Additionally, though, if you're in the rebellion and are acting in a barony in which a rebellious faction is present, you get to place a red support disc, in addition to your usual three support.  

Thus, the church influences baronial politics, the rebellion influences ways and means, and both may be courted even by those not explicitly aligned with them.

There's one other twist.  If the rebellion and church were strictly opt-in actions, they'd be relatively easy to suppress by the other players: just don't support the actions that promote them, support other actions instead.  That's why adding an heir to the church or to the rebellion, or flipping a faction to the rebellion are automatic actions.  That means that when we evaluate the barony and see which actions are the most supported, we treat those actions as those they happen, automatically, unless they are the most-supported action.  Thus to prevent a person from joining the church or from the rebellion from flipping a particular faction, you have to provide support to that action, but your efforts will probably only succeed if a few players band together, so is it even worth bothering?  

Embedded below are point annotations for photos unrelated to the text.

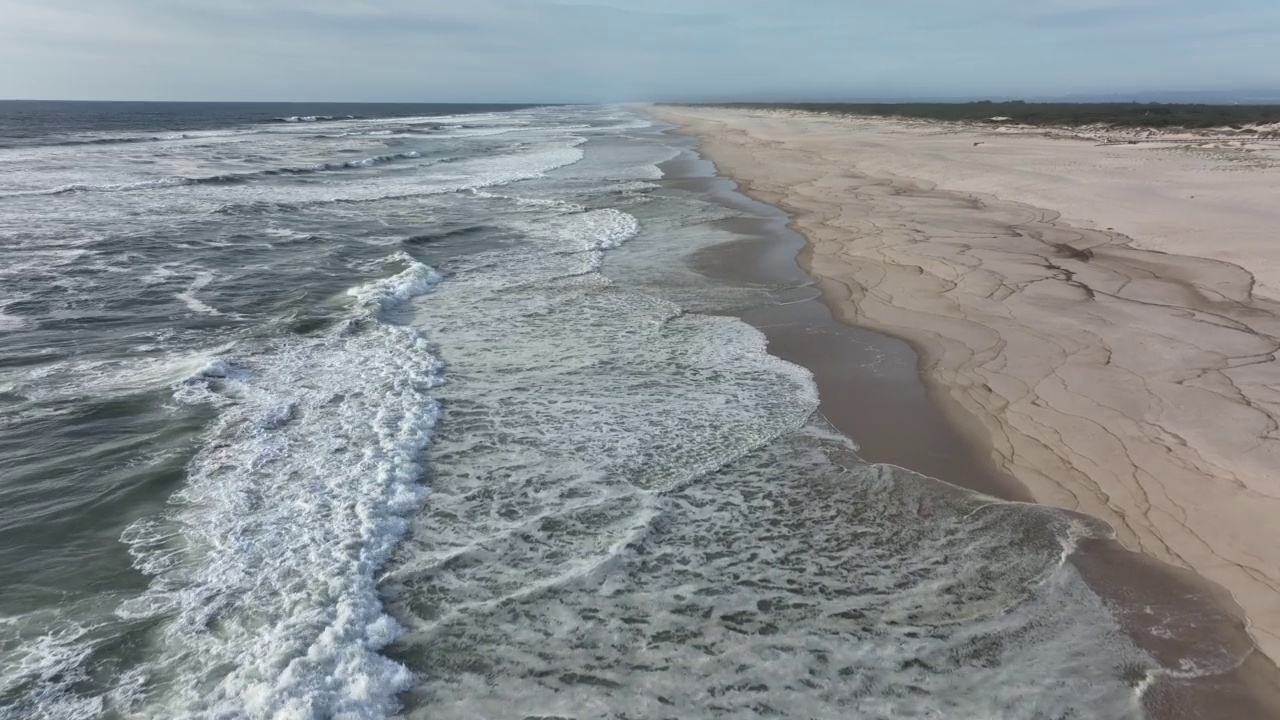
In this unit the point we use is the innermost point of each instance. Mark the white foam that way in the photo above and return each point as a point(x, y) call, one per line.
point(268, 563)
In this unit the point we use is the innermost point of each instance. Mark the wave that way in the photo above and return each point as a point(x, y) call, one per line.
point(265, 573)
point(315, 118)
point(177, 181)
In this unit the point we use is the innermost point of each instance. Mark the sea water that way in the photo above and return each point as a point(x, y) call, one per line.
point(419, 411)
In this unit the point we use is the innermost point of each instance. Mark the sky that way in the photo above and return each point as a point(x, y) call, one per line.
point(629, 50)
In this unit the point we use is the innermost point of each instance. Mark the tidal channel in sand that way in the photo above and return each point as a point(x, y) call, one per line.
point(872, 388)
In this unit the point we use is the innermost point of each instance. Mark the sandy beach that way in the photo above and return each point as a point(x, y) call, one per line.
point(1101, 320)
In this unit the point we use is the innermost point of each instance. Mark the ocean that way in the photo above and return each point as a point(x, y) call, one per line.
point(378, 411)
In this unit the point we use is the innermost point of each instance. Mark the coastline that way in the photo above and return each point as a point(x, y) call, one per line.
point(858, 285)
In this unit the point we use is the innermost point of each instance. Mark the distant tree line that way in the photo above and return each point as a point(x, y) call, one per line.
point(1116, 114)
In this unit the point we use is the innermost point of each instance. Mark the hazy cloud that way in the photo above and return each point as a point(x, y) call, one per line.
point(588, 50)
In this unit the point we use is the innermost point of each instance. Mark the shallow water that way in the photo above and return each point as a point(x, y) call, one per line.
point(428, 415)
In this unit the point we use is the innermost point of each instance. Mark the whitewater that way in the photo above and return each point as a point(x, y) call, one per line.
point(333, 413)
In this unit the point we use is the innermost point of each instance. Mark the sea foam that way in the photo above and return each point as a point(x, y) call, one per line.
point(265, 570)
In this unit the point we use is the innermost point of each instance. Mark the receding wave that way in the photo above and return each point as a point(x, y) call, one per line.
point(315, 118)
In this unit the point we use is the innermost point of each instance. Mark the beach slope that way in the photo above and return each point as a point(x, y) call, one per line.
point(1105, 319)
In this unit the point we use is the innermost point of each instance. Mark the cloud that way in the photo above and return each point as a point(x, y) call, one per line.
point(585, 50)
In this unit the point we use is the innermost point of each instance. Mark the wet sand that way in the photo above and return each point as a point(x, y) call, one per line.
point(1171, 613)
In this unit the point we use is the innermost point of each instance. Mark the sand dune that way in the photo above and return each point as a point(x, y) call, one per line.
point(1105, 317)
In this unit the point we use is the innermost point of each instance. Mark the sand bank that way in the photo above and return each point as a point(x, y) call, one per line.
point(1102, 317)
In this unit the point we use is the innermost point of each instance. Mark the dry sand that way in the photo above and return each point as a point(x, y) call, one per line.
point(1105, 318)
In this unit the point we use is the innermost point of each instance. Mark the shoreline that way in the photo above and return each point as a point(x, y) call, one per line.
point(1137, 586)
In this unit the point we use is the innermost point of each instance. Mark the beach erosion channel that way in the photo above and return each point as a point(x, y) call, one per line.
point(1054, 322)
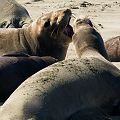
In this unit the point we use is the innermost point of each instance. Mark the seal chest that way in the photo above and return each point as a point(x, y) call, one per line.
point(49, 35)
point(64, 88)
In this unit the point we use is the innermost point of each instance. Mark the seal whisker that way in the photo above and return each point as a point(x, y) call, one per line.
point(73, 15)
point(57, 31)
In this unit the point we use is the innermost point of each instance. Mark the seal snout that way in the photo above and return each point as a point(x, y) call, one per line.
point(68, 29)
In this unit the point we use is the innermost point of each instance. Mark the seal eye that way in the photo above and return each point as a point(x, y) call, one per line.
point(47, 24)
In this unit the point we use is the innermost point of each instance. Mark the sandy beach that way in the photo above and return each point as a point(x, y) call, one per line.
point(103, 13)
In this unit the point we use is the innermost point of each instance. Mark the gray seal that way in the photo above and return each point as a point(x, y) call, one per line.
point(15, 67)
point(13, 15)
point(66, 87)
point(49, 35)
point(112, 47)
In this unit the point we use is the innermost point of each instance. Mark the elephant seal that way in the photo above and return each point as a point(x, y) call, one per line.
point(49, 35)
point(112, 47)
point(15, 67)
point(66, 87)
point(13, 15)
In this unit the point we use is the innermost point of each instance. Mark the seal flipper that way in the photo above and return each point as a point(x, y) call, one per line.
point(15, 54)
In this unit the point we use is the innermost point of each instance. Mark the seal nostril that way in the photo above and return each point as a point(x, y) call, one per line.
point(47, 24)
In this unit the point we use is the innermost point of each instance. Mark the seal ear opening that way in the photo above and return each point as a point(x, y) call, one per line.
point(47, 24)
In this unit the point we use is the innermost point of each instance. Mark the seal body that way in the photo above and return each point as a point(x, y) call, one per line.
point(13, 15)
point(60, 90)
point(112, 47)
point(49, 35)
point(15, 67)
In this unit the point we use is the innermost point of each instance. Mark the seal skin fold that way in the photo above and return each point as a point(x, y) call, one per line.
point(49, 35)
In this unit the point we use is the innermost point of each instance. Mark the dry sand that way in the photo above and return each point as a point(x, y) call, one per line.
point(105, 14)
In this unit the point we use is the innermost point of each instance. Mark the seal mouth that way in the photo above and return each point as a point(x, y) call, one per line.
point(68, 29)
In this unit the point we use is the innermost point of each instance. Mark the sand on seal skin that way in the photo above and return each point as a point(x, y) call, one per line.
point(105, 14)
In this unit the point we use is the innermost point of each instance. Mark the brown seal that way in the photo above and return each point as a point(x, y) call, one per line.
point(49, 35)
point(16, 67)
point(13, 15)
point(84, 29)
point(112, 47)
point(66, 87)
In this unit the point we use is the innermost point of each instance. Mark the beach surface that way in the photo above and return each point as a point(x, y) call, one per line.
point(105, 14)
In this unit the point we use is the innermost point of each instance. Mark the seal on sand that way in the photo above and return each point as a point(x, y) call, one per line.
point(60, 90)
point(112, 47)
point(15, 67)
point(95, 41)
point(49, 35)
point(13, 15)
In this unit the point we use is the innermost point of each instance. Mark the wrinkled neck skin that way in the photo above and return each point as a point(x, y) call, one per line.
point(90, 44)
point(42, 44)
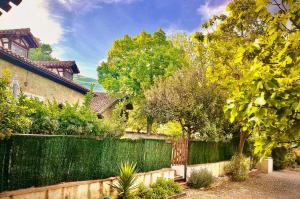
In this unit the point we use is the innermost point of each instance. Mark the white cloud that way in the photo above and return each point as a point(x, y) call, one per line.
point(35, 15)
point(89, 4)
point(173, 29)
point(207, 11)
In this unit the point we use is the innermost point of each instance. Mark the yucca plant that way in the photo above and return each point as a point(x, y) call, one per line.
point(125, 183)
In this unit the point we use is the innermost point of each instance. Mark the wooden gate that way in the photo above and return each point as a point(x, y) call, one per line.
point(179, 152)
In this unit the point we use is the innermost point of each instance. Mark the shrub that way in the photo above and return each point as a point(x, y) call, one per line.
point(298, 160)
point(13, 118)
point(238, 168)
point(159, 190)
point(126, 181)
point(202, 178)
point(280, 158)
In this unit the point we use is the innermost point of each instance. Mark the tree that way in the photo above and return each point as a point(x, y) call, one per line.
point(135, 62)
point(229, 39)
point(187, 98)
point(42, 53)
point(254, 56)
point(269, 103)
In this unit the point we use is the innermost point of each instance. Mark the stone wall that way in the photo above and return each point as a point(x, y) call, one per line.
point(39, 86)
point(92, 189)
point(217, 168)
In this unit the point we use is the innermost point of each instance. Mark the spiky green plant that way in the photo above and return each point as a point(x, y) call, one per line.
point(125, 183)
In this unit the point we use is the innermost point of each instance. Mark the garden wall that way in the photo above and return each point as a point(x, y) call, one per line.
point(35, 160)
point(209, 152)
point(92, 189)
point(217, 169)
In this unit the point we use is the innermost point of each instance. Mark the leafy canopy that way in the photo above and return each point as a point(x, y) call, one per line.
point(135, 62)
point(187, 98)
point(254, 55)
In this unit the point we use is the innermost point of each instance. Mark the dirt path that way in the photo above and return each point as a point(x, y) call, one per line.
point(280, 184)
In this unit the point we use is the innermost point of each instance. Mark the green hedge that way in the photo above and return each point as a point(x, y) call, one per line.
point(207, 152)
point(27, 161)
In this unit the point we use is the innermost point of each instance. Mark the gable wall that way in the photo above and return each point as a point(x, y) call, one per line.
point(41, 86)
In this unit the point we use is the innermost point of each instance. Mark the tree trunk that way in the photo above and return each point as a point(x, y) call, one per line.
point(243, 137)
point(149, 124)
point(187, 154)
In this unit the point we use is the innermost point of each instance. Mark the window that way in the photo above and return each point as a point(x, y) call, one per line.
point(18, 50)
point(32, 96)
point(68, 75)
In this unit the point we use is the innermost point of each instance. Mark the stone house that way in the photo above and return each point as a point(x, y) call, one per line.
point(46, 80)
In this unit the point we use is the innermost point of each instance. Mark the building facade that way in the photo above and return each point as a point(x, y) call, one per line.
point(45, 80)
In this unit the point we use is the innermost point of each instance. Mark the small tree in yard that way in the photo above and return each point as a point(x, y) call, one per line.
point(187, 98)
point(133, 64)
point(126, 181)
point(12, 116)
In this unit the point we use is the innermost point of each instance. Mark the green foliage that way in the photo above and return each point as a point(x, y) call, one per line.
point(133, 64)
point(206, 152)
point(13, 117)
point(258, 63)
point(298, 160)
point(171, 128)
point(126, 181)
point(202, 178)
point(159, 190)
point(187, 98)
point(42, 53)
point(280, 158)
point(28, 160)
point(238, 168)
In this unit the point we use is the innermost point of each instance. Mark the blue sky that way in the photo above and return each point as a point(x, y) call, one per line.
point(84, 30)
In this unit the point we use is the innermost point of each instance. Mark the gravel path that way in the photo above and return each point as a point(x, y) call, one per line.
point(280, 184)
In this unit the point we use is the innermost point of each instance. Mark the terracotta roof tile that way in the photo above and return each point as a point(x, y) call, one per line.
point(101, 102)
point(43, 71)
point(22, 32)
point(4, 5)
point(62, 64)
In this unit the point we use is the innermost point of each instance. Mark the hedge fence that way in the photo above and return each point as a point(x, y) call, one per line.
point(27, 161)
point(37, 160)
point(208, 152)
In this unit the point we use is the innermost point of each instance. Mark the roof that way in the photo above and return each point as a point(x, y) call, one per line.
point(101, 102)
point(25, 63)
point(4, 5)
point(24, 33)
point(59, 64)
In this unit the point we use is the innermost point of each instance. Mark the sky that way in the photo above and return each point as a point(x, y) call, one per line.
point(84, 30)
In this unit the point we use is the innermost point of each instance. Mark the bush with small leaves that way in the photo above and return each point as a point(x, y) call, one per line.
point(238, 168)
point(280, 158)
point(159, 190)
point(202, 178)
point(126, 181)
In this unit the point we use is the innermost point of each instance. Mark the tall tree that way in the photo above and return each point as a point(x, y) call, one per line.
point(254, 55)
point(230, 34)
point(133, 64)
point(187, 98)
point(269, 101)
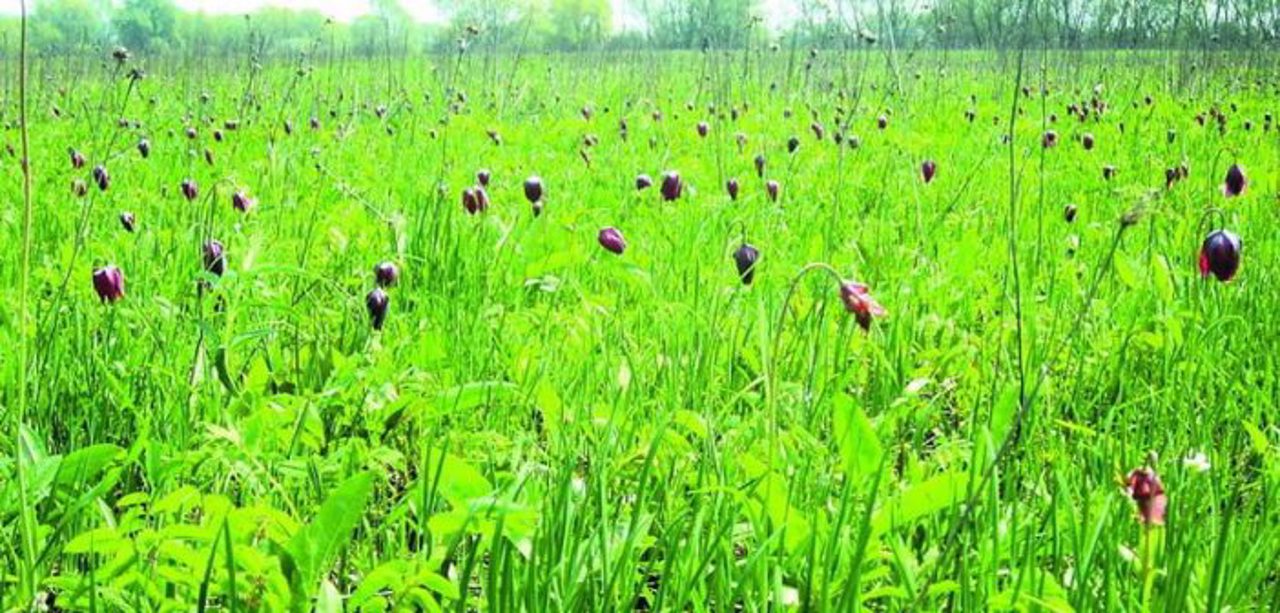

Thus both entities have the potential for some bandwagon dynamics, whereby it's advantageous to join at some point but before that it might not be worth the trouble; taking an heir out of circulation weakens your deal-making potential a bit, after all.  Yet they're both a bit hard to stop so at some point everyone may find that they wish they had gotten on the train.  

I like the potential of these two ideas, and the idea of automatic actions, to interact with support and voting in interesting but not-too-complicated ways, and to give some scoring dynamics that feel pretty orthogonal to the main systems in the problems they present to the players and the risk/reward considerations they introduce.  This isn't the kind of expansion that adds wildly different mechanics -- direct combat, randomness, or something like that -- but I suspect/hope that for people who like the base game it may make the experience even richer, and I especially think that it will make the 6p game feel not just longer but incredibly intricate and challenging.  

As soon as those pieces come in I'll probably start giving this one a few run-outs in solo tests to see how it looks.